MC
Marco Castellini
•During a rave party, a group of young people, after indulging in alcohol and drugs, decide to end the night with an extra thrill and organize a séance. The experience will surely be exciting but not certainly fun: on the Ouija board, in fact, a macabre message appears, "You will all die". Terrified, the young people suspend the séance, but their lives are now marked: they have awakened the powerful demon Djinn who will haunt them until death. If the seventies-eighties are remembered, by horror fans, as the golden age of B-movies and splatter-movies, but also the years that gave the most masterpieces in the history of horror cinema, the nineties and the beginning of the new millennium will be remembered as the era of teen-horror. The plot is always the same: a group of beautiful and reckless young people (in the film in question less beautiful but more reckless than usual) who are killed one by one by one of them. The only original idea (but to be honest not really, and those who have seen "Spiritika" can confirm it...) of this "Long Time Dead" is in the motive, or rather the cause, that drives the killer: not fun or boredom (see "Scream") nor personal vendettas (see "So What Did You Do?") but a terrible force, an evil demon that takes possession of the body and mind of one of the young people, making him the executioner of his own companions. Directed by the debutant Marcus Adams, "Long Time Dead" is an urban horror, set in London, that unfolds through all the clichés and stereotypes related to the genre.
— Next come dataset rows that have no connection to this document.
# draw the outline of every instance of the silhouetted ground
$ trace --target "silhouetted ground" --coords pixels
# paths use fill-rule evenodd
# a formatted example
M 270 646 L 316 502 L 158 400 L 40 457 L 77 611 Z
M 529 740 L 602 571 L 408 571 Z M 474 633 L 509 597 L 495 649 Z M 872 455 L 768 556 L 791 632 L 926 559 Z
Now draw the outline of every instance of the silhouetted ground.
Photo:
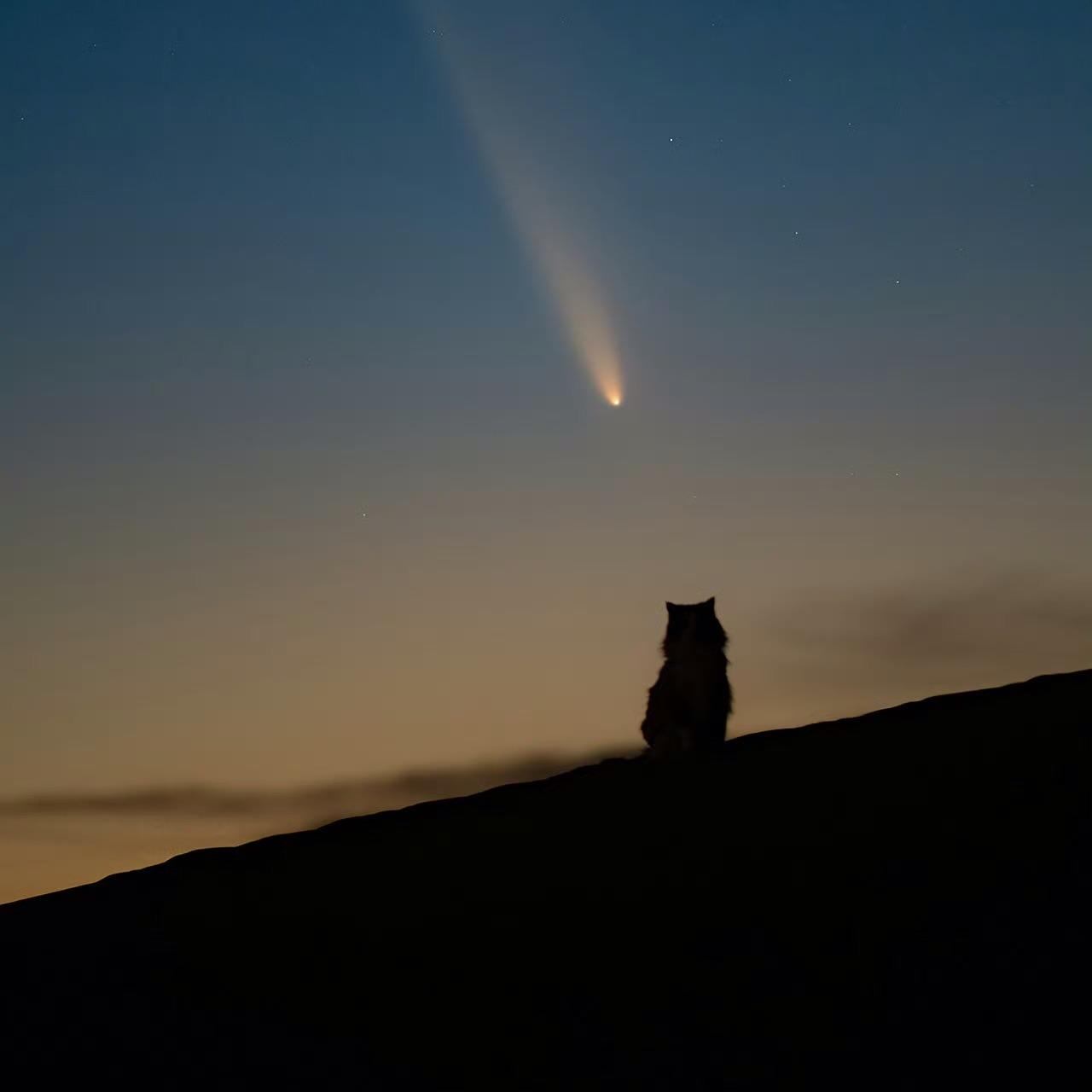
M 19 1088 L 1077 1088 L 1092 672 L 0 907 Z

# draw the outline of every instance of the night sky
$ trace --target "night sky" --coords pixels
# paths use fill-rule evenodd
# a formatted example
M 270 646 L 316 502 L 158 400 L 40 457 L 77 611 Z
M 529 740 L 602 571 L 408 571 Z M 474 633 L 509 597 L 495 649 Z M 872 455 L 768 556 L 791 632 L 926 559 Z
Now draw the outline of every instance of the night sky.
M 10 0 L 0 796 L 636 746 L 665 600 L 734 733 L 1089 666 L 1090 56 L 1085 0 Z

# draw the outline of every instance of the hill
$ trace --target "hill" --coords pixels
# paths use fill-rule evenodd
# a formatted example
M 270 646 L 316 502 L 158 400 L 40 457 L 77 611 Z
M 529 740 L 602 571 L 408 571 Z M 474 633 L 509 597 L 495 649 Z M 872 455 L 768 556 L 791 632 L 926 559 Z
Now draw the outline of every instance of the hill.
M 1045 676 L 12 903 L 3 1071 L 1069 1087 L 1089 1076 L 1090 713 L 1092 670 Z

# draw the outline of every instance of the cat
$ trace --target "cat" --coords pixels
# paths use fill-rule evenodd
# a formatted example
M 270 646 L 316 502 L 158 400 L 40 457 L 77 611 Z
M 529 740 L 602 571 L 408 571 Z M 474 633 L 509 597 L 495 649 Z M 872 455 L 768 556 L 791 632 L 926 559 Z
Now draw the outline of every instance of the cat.
M 714 600 L 667 604 L 664 665 L 649 690 L 641 735 L 653 758 L 719 750 L 732 713 L 728 637 Z

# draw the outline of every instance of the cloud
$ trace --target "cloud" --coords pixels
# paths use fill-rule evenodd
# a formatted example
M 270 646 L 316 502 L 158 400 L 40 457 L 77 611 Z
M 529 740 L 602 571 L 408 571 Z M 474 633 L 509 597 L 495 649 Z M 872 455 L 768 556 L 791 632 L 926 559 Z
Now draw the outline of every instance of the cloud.
M 888 673 L 936 665 L 1064 670 L 1092 657 L 1092 587 L 1032 569 L 953 573 L 865 596 L 815 593 L 773 629 L 796 657 Z
M 531 755 L 508 762 L 446 770 L 412 770 L 390 778 L 278 790 L 175 786 L 107 793 L 49 793 L 0 800 L 7 816 L 269 817 L 302 814 L 340 819 L 464 796 L 495 785 L 534 781 L 594 762 L 605 755 Z

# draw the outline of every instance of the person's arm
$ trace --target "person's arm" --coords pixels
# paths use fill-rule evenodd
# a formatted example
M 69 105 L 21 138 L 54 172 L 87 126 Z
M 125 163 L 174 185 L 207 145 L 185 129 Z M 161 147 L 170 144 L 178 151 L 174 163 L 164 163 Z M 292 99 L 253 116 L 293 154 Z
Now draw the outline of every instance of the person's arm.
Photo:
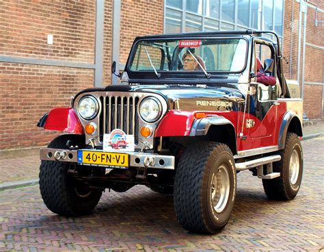
M 258 75 L 260 75 L 261 72 L 258 72 Z M 266 86 L 275 86 L 277 81 L 273 76 L 267 76 L 265 74 L 262 74 L 260 77 L 256 77 L 256 81 L 262 83 Z

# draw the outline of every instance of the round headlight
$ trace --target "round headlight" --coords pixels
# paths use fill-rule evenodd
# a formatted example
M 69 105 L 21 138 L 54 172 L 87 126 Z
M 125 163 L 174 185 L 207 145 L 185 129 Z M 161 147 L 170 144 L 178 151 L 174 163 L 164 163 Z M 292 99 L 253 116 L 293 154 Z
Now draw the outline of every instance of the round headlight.
M 79 101 L 77 110 L 79 114 L 83 119 L 91 120 L 97 115 L 99 103 L 94 97 L 85 96 Z
M 139 114 L 145 121 L 154 123 L 162 113 L 162 105 L 160 101 L 155 97 L 144 99 L 139 105 Z

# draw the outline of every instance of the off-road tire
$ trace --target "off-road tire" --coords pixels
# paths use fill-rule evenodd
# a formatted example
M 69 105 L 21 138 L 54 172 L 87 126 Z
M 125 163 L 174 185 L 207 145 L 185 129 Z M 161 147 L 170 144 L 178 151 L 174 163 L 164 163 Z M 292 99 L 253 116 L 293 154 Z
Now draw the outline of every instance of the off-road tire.
M 151 186 L 150 189 L 153 192 L 159 192 L 163 196 L 172 197 L 173 196 L 173 187 L 172 186 Z
M 54 139 L 49 148 L 66 149 L 69 140 L 74 145 L 84 145 L 83 136 L 62 135 Z M 75 186 L 77 182 L 68 174 L 70 165 L 66 162 L 42 161 L 39 175 L 42 198 L 46 207 L 55 214 L 68 216 L 87 214 L 99 202 L 102 191 L 87 189 L 85 186 L 84 194 L 77 193 Z
M 176 171 L 174 201 L 179 223 L 186 229 L 201 234 L 215 234 L 228 223 L 234 207 L 237 172 L 232 152 L 224 144 L 202 142 L 189 147 Z M 228 175 L 228 197 L 219 212 L 213 205 L 216 172 Z M 218 183 L 218 182 L 217 182 Z M 221 186 L 221 184 L 219 183 Z M 226 198 L 225 198 L 226 199 Z
M 294 151 L 298 154 L 299 168 L 296 182 L 293 184 L 289 168 L 291 158 Z M 269 199 L 291 200 L 296 197 L 299 190 L 303 175 L 303 151 L 298 136 L 288 132 L 285 147 L 278 153 L 281 155 L 281 160 L 273 163 L 273 172 L 280 173 L 280 177 L 273 179 L 262 179 L 263 188 Z

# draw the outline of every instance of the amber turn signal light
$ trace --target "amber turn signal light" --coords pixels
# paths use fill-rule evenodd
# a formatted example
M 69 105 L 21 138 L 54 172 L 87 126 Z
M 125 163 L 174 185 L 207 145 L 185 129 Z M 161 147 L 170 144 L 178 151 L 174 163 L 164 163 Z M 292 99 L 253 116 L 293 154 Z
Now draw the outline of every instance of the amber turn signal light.
M 94 123 L 88 123 L 85 125 L 85 132 L 89 135 L 92 135 L 94 132 L 96 132 L 96 129 L 97 129 L 97 125 Z
M 153 130 L 149 126 L 143 126 L 141 128 L 141 135 L 143 136 L 144 138 L 148 138 L 151 136 Z
M 205 113 L 195 113 L 195 118 L 196 119 L 200 119 L 202 118 L 206 118 L 207 117 L 207 115 Z

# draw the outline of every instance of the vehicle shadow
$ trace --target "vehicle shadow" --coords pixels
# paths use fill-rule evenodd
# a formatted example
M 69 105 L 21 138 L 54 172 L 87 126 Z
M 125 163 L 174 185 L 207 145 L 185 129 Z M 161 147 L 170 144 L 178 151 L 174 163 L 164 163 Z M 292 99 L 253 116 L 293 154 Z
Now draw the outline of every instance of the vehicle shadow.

There are many scenes where the tension is exacerbated, where one expects to find a demon in every dark corner and, needless to say, this one appears punctually. Gloomy and sufficiently accurate is the setting: a Victorian house (also in this case a classic of horror), old, poorly maintained, with a malfunctioning electrical system (coincidentally...). The film maintains an acceptable pace throughout and, for once, does not end with the usual happy ending. In short, yet another production without infamy or praise, made specifically for a young audience, and as such certainly not suitable for more demanding and savvy viewers.